5. The method for quantifying 1,5-anhydroglucitol according to any one of Items 1 to 4. (1) Action: In the absence of an electron carrier, it specifically catalyzes a reaction that specifically acts on 1,5-anhydroglucitol to oxidize the hydroxyl group at the 2-position and directly reduce the reducing color former. (2) Substrate specificity: Strongly acts on 1,5-anhydroglucitol and weakly acts on L-sorbose. It also slightly acts on D-glucose. (3) Optimum pH: The optimum pH is around 8.0 to 9.0. (4) pH stability: stable at pH 6.0 to 9.0. (5) Optimum temperature: The optimum temperature is around 35 to 45 ° C. (6) Temperature stability: stable at least 90% up to around 40 ° C. (7) Method for measuring titer 0.2 M potassium phosphate buffer (pH 8.0) 1.5 ml, 0.25% by weight
Nitrotetrazolium blue 0.3 ml, 0.3 wt% nonionic surfactant 0.3 ml, 50 mM 1,5-anhydroglucitol aqueous solution 0.3 ml, water 0.45 ml, and enzyme solution 0.15 ml, total 3.0 ml enzyme-containing solution Is reacted at 37 ° C., and the change in absorbance at 540 nm (ΔmOD / min) is measured. The molecular extinction coefficient of the formazan dye produced under these conditions is 16.7 × 10
³ and then, the amount of enzyme that produces the formazan 1μmol per minute as one unit (Unit), obtaining the 1,5-anhydroglucitol dehydrogenase activity according to the following equation (1). (Equation 1) (8) Electron acceptor: In addition to 2,6-dichlorophenolindophenol, ferricyan compound, etc., a reducing color former can also be used. Further, coenzymes such as NAD and NADP and dissolved oxygen cannot be used. (9) Molecular weight: The molecular weight by dodecyl sulfate-polyacrylamide electrophoresis is about 55,000. 6. A 1,5-anhydroglucitol dehydrogenase which acts on 1,5-anhydroglucitol and catalyzes a reaction for directly reducing a reducing color former in the absence of an electron carrier.

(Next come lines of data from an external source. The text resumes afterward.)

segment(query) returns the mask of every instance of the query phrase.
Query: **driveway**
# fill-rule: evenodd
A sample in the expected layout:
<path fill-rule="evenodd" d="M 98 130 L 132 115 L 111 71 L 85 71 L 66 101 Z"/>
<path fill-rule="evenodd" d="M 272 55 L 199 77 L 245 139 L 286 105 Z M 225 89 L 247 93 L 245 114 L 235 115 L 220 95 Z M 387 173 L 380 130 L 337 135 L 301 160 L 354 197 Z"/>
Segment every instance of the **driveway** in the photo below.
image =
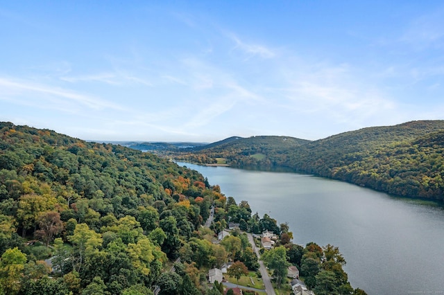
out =
<path fill-rule="evenodd" d="M 259 259 L 260 255 L 259 253 L 259 249 L 257 249 L 257 247 L 256 247 L 253 235 L 250 233 L 247 233 L 247 236 L 248 237 L 248 241 L 250 241 L 250 244 L 251 244 L 251 247 L 253 247 L 253 251 L 254 251 L 257 256 L 257 259 Z M 273 287 L 273 285 L 271 285 L 270 276 L 268 276 L 268 273 L 267 272 L 262 260 L 259 260 L 259 271 L 261 272 L 261 275 L 262 276 L 262 281 L 264 282 L 264 285 L 265 286 L 265 292 L 268 295 L 276 295 L 275 289 Z"/>

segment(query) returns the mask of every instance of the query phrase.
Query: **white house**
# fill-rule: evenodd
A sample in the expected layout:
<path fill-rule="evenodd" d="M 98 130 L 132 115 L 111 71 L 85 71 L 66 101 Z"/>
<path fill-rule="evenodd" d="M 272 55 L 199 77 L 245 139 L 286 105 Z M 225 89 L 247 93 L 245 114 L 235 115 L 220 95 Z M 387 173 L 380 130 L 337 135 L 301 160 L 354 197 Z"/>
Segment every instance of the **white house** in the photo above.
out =
<path fill-rule="evenodd" d="M 307 289 L 307 286 L 302 280 L 295 278 L 290 284 L 291 285 L 293 294 L 295 295 L 314 295 L 313 291 Z"/>
<path fill-rule="evenodd" d="M 228 229 L 239 229 L 239 224 L 234 222 L 230 222 L 228 224 Z"/>
<path fill-rule="evenodd" d="M 226 229 L 224 229 L 217 234 L 217 240 L 221 241 L 225 237 L 228 237 L 228 235 L 230 235 L 230 232 Z"/>
<path fill-rule="evenodd" d="M 228 270 L 228 269 L 230 268 L 232 264 L 232 262 L 224 263 L 223 265 L 222 265 L 222 267 L 221 267 L 221 269 L 222 270 L 222 274 L 226 274 L 227 271 Z"/>
<path fill-rule="evenodd" d="M 272 241 L 269 238 L 262 238 L 261 242 L 262 244 L 262 247 L 267 250 L 270 250 L 273 248 L 273 244 L 275 243 L 275 242 Z"/>
<path fill-rule="evenodd" d="M 288 268 L 287 276 L 291 278 L 299 278 L 299 269 L 294 265 L 291 265 Z"/>
<path fill-rule="evenodd" d="M 211 269 L 208 271 L 208 280 L 210 284 L 214 284 L 216 280 L 221 283 L 223 278 L 222 271 L 219 269 Z"/>
<path fill-rule="evenodd" d="M 269 238 L 271 240 L 278 239 L 278 235 L 275 235 L 273 231 L 268 231 L 268 230 L 262 232 L 262 238 Z"/>

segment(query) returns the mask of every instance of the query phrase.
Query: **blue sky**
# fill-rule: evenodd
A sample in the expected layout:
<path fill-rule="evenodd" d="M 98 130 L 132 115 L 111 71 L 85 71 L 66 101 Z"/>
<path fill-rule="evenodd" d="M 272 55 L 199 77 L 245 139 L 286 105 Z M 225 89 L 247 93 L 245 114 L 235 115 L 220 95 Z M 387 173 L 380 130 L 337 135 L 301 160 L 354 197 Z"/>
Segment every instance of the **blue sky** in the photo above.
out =
<path fill-rule="evenodd" d="M 1 1 L 0 40 L 0 120 L 82 139 L 444 119 L 439 1 Z"/>

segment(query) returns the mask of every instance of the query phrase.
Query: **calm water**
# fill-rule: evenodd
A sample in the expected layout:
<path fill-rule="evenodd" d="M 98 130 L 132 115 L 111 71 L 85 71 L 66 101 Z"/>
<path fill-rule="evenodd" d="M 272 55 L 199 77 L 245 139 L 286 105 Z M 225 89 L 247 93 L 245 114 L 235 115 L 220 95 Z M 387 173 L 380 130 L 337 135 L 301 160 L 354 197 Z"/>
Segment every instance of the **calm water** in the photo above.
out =
<path fill-rule="evenodd" d="M 418 201 L 295 173 L 250 171 L 181 163 L 288 222 L 295 244 L 332 244 L 347 260 L 353 287 L 368 294 L 444 294 L 444 210 Z"/>

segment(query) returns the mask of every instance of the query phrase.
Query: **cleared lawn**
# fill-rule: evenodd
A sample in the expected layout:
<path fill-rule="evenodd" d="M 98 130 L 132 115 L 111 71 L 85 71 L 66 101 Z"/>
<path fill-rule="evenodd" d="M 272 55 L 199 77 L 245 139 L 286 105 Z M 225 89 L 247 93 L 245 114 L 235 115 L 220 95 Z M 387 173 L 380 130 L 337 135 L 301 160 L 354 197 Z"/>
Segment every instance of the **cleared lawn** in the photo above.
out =
<path fill-rule="evenodd" d="M 227 159 L 225 158 L 216 158 L 218 164 L 226 164 Z"/>
<path fill-rule="evenodd" d="M 255 154 L 250 156 L 252 158 L 255 158 L 257 160 L 263 160 L 265 158 L 265 155 L 264 154 Z"/>
<path fill-rule="evenodd" d="M 249 276 L 241 276 L 241 278 L 239 279 L 239 283 L 237 283 L 237 280 L 234 277 L 231 277 L 225 274 L 225 278 L 230 283 L 232 283 L 233 284 L 239 285 L 239 286 L 244 287 L 251 287 L 253 288 L 256 289 L 265 289 L 265 286 L 264 286 L 264 282 L 262 280 L 258 279 L 255 276 L 256 274 L 253 272 L 254 277 L 252 276 L 253 284 L 251 283 L 251 280 Z"/>

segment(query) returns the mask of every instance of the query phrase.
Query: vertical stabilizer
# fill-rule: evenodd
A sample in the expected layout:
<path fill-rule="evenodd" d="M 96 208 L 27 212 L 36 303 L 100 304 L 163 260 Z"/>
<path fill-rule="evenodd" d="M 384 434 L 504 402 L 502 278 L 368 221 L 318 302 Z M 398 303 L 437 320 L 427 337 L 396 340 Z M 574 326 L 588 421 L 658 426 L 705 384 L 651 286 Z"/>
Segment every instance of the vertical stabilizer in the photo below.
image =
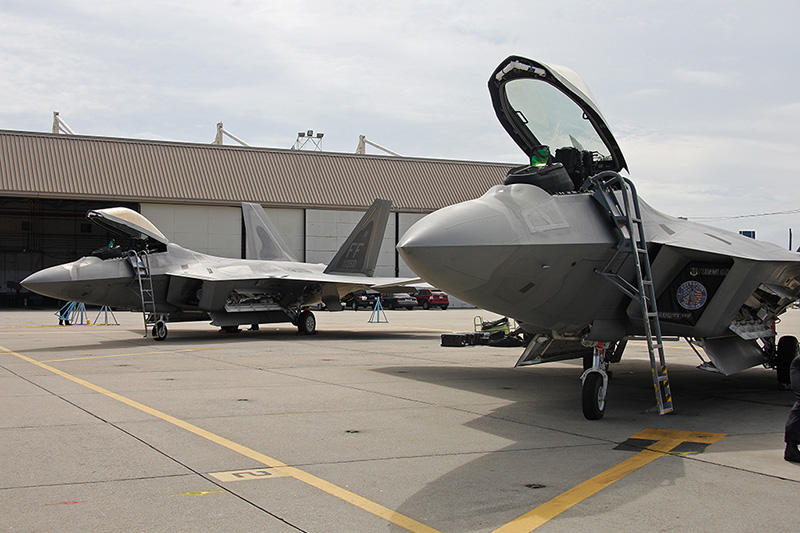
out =
<path fill-rule="evenodd" d="M 247 259 L 297 262 L 263 207 L 243 202 L 242 217 Z"/>
<path fill-rule="evenodd" d="M 391 208 L 391 200 L 378 199 L 372 202 L 369 210 L 325 269 L 325 273 L 372 276 L 378 263 L 378 253 L 381 251 Z"/>

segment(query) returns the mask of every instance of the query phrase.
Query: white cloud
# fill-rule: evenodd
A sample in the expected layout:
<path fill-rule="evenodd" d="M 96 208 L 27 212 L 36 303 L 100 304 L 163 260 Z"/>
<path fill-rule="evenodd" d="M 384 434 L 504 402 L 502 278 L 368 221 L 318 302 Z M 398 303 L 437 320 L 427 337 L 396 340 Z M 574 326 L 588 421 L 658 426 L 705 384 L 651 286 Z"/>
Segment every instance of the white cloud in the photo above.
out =
<path fill-rule="evenodd" d="M 794 1 L 10 0 L 0 128 L 49 131 L 58 110 L 86 134 L 211 142 L 224 121 L 256 145 L 311 128 L 328 150 L 363 133 L 521 162 L 486 89 L 519 54 L 584 77 L 654 207 L 774 211 L 798 200 L 798 16 Z"/>

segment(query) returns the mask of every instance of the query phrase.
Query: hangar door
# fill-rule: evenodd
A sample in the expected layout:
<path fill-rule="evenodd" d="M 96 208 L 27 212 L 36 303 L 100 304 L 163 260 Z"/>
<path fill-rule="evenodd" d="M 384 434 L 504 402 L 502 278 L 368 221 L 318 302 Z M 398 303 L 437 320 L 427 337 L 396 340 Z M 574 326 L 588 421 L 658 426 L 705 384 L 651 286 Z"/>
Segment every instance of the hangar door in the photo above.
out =
<path fill-rule="evenodd" d="M 112 235 L 89 222 L 86 213 L 117 206 L 138 209 L 138 204 L 118 201 L 0 197 L 0 306 L 55 304 L 22 289 L 19 282 L 107 246 Z"/>

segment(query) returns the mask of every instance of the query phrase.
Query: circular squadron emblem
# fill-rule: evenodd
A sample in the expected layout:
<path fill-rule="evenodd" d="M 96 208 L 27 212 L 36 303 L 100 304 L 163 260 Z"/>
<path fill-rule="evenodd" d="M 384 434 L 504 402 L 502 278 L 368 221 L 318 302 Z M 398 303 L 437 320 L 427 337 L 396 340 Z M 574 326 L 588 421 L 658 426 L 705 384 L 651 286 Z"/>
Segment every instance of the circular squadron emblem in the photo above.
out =
<path fill-rule="evenodd" d="M 699 281 L 686 281 L 678 287 L 678 303 L 681 307 L 694 311 L 700 309 L 708 300 L 708 292 Z"/>

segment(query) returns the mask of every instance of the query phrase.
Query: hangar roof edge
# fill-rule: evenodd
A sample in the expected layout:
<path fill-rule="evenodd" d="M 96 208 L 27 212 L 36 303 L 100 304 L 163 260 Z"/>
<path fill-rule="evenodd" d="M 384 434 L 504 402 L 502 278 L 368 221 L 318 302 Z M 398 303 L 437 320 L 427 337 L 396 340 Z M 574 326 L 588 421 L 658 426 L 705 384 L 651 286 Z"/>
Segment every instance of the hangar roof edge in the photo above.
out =
<path fill-rule="evenodd" d="M 0 195 L 429 212 L 513 164 L 0 130 Z"/>

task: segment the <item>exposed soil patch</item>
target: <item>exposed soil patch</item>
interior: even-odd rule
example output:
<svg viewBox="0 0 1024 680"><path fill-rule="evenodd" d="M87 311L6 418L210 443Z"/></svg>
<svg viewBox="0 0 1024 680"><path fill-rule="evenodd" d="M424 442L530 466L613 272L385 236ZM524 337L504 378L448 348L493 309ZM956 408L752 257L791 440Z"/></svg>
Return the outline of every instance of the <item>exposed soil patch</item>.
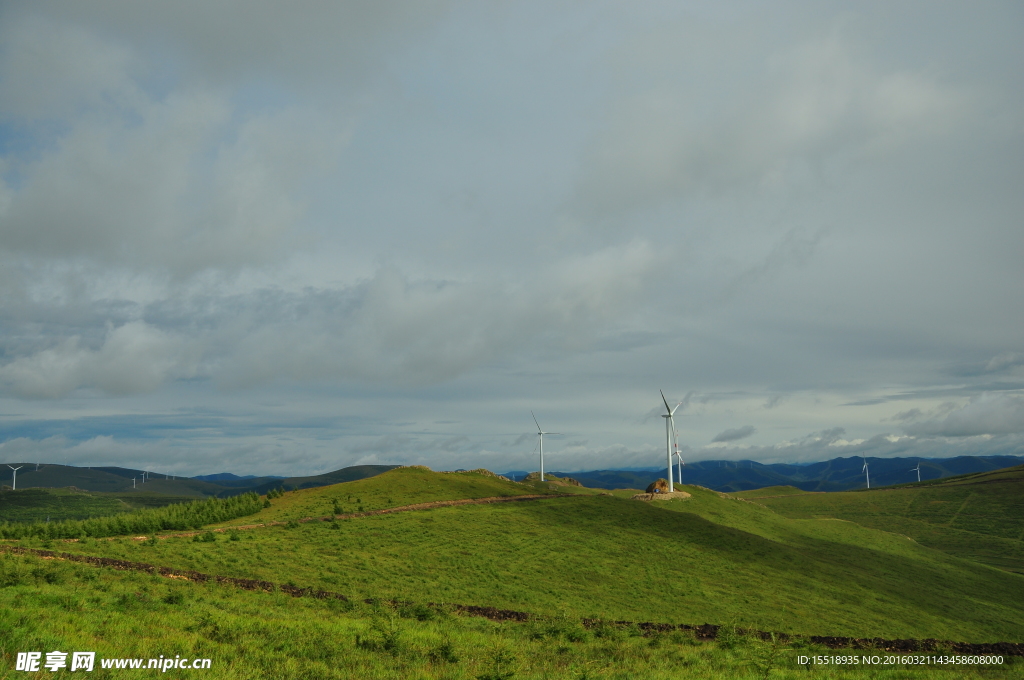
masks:
<svg viewBox="0 0 1024 680"><path fill-rule="evenodd" d="M690 495L686 492L663 492L659 494L636 494L630 497L632 501L671 501L674 498L687 499Z"/></svg>
<svg viewBox="0 0 1024 680"><path fill-rule="evenodd" d="M517 497L522 498L522 497ZM542 497L548 498L548 497ZM451 502L445 502L451 503ZM397 508L392 509L397 510ZM380 511L377 511L378 513ZM180 581L195 581L197 583L219 583L228 586L234 586L236 588L241 588L243 590L250 591L262 591L262 592L273 592L275 590L283 593L288 593L293 597L313 597L316 599L338 599L338 600L348 600L341 593L334 593L327 590L316 590L314 588L301 588L299 586L293 586L290 584L274 584L269 581L259 581L256 579L236 579L232 577L219 577L209 573L203 573L201 571L191 571L187 569L172 569L167 566L156 566L154 564L146 564L145 562L131 562L123 559L113 559L110 557L94 557L91 555L75 555L72 553L58 553L52 550L39 550L37 548L22 548L18 546L0 546L0 550L10 552L16 555L34 555L36 557L42 557L43 559L62 559L73 562L85 562L87 564L93 564L95 566L105 566L114 569L121 570L132 570L132 571L147 571L150 573L159 573L162 577L168 579L176 579ZM366 600L367 604L371 604L373 600ZM392 601L393 605L400 604L412 604L410 602L396 602ZM443 604L429 602L427 606L434 608L444 608L447 610L458 611L469 617L482 617L484 619L489 619L490 621L518 621L525 622L536 619L544 619L545 617L538 617L537 614L529 613L528 611L515 611L513 609L499 609L497 607L488 606L477 606L474 604ZM615 626L615 627L632 627L636 626L639 628L644 635L655 635L657 633L667 633L671 631L681 630L681 631L692 631L694 637L698 640L714 640L718 637L718 632L721 630L720 626L715 626L714 624L700 624L698 626L691 626L687 624L680 624L678 626L674 624L660 624L655 622L630 622L630 621L614 621L605 622L599 619L584 619L582 621L586 628L596 628L598 626ZM743 630L739 629L736 631L740 635L754 635L760 637L763 640L771 639L772 633L767 631L756 631L756 630ZM813 644L820 644L831 649L883 649L885 651L899 651L899 652L909 652L909 651L949 651L956 654L1001 654L1004 656L1024 656L1024 643L1020 642L982 642L982 643L972 643L972 642L953 642L950 640L935 640L928 638L925 640L888 640L885 638L849 638L849 637L829 637L829 636L817 636L812 635L810 637L804 637L799 635L788 635L786 633L775 633L776 639L783 642L804 638Z"/></svg>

A glucose eliminator that changes glucose into a structure that does not react with the 1,5-anhydroglucitol dehydrogenase, and a reducing color former, Reagent for quantification. 7. The method according to claim 7, wherein the glucose scavenger is glucose 6
7. The reagent for quantifying 1,5-anhydroglucitol according to claim 6, which comprises a phosphatase and adenosine triphosphate. 8. The reagent for quantifying 1,5-anhydroglucitol according to claim 6, wherein the reducing color former is tetrazolium or a salt thereof. 9. The method according to claim 1, wherein the 1,5-anhydroglucitol dehydrogenase belongs to the genus Agrobacterium and is produced by a microorganism capable of producing 1,5-anhydroglucitol dehydrogenase. The reagent for quantifying 1,5-anhydroglucitol according to any one of claims 6 to 8. 10. The method according to claim 6, wherein the 1,5-anhydroglucitol dehydrogenase is an enzyme having the physicochemical properties described in claim 5. Five-
Reagent for quantification of anhydroglucitol.